Kremlin spokesman Dmitry Peskov told Itar-Tass that Russia had "reliable" information that the plane was in Syrian airspace before it was taken down, while a statement from the Russian Ministry of Defence reiterated that the Su-24 was flying "entirely above Syrian territory" throughout the duration of its flight.

Turkey's account of events is considerably different. A Turkish military official told Reuters that Turkish F-16s noticed an unidentified jet in its airspace and warned it about airspace violations 10 times within the space of five minutes before shooting it down. Only later did the Russian Ministry of Defence confirm that the plane was a Su-24 from its fleet.

According to CNN Türk, Turkey has released flight radar images of the Russian plane's course, claiming it shows the jet did enter Turkish airspace. The blue line on the graphic supposedly indicates Turkey's borders, while the red line shows the flight route of the Russian plane.

While Turkey has called for an emergency meeting with NATO allies on the matter, Putin has lashed out at the lack of direct contact between Ankara and Moscow after the incident. "What are they trying to do, put NATO in the service of ISIS?" the Russian leader said.

The fate of the jet's two pilots—who ejected before the plane crashed— is currently unknown, though reports continue to emerge, claiming that one Russian pilot was found dead on landing in Syria, while another has been captured.

Reuters cites London-based monitor group the Syrian Observatory for Human Rights as reporting that a Russian helicopter has also been forced to make an emergency landing after coming under fire from rebels. This has not been officially confirmed, however the monitor adds that the group was armed with U.S.-supplied arms.

Reuters confirmed it received a video from a Syrian rebel group that purports to show one of the Russian pilots immobile on the ground. The group claim he is dead, although the claim cannot be independently verified.

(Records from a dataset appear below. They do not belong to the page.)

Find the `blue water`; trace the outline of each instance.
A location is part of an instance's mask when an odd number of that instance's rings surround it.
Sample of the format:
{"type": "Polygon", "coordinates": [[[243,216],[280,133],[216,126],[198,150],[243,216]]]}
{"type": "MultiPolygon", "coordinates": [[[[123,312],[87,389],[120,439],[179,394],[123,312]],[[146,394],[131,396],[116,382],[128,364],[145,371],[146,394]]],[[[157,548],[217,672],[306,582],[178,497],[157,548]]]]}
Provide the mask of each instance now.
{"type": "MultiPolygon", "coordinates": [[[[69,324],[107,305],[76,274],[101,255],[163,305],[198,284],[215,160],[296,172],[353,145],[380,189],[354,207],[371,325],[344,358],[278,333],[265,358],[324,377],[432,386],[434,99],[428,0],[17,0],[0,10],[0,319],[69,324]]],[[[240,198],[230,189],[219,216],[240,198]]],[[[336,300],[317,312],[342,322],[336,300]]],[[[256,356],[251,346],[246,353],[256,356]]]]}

BREAKING: Video sent by Syrian rebel group to Reuters claims to show Russian pilot immobile on ground, official from group says he is dead

— Reuters (@Reuters) November 24, 2015

Al-Jazeera's Turkish news desk has published what appears to be the same video, however its authenticity could not be independently verified by either Al-Jazeera or Newsweek.

The plane went down in an area of northern Syria near the Turkish border known as Turkmen Mountain, Turkish broadcaster Haberturk reported. Turkish daily newspaper Hurriyet reported that the plane crashed into tents in the village of Yamadi in Syria's Latakia governorate, just across the Turkish border, and that one of two pilots had been captured by Turkmen forces in the region.

The state-run Anadolu Agency published a video showing a jet in flames plummeting towards the ground, leaving a long plume of smoke behind it.

Turkish Prime Minister Ahmet Davutoglu has been briefed on the situation by the chief of military staff. Turkey called this week for a United Nations Security Council meeting to discuss attacks on Turkmens in Syria, who are Syrians of Turkish descent.

Russia's upper house of parliament, the Federal Council, has already hit out against the downing of the jet. Deputy head of the defence committee Franz Klintsevich told state news agency RIA Novosti that the incident was "international provocation."

He said: "Russia will demand exhaustive explanations of the Turkish side in connection with the incident."

Klintsevich also said that he believes NATO and the U.S. are directly linked to the incident because Turkey is a NATO ally.

Meanwhile lawmakers from Russia's lower house of parliament (the Duma) have already drafted a letter to Putin, calling on him to sever diplomatic ties with Turkey, national daily Izvestia reports. In the letter, members of Russia's Communist Party argue that the downing of the plane is equivalent to Turkey declaring its "unlimited support" for the Islamic State militant group (ISIS).

Russia has been carrying out airstrikes in Syria since late September in support of Syrian President Bashar al-Assad. The airstrikes have ostensibly targeted ISIS though up to 80 percent of Russian airstrikes in Syria have hit other targets, including Western-backed rebel forces, according to Reuters.

This article has been updated to reflect ongoing developments.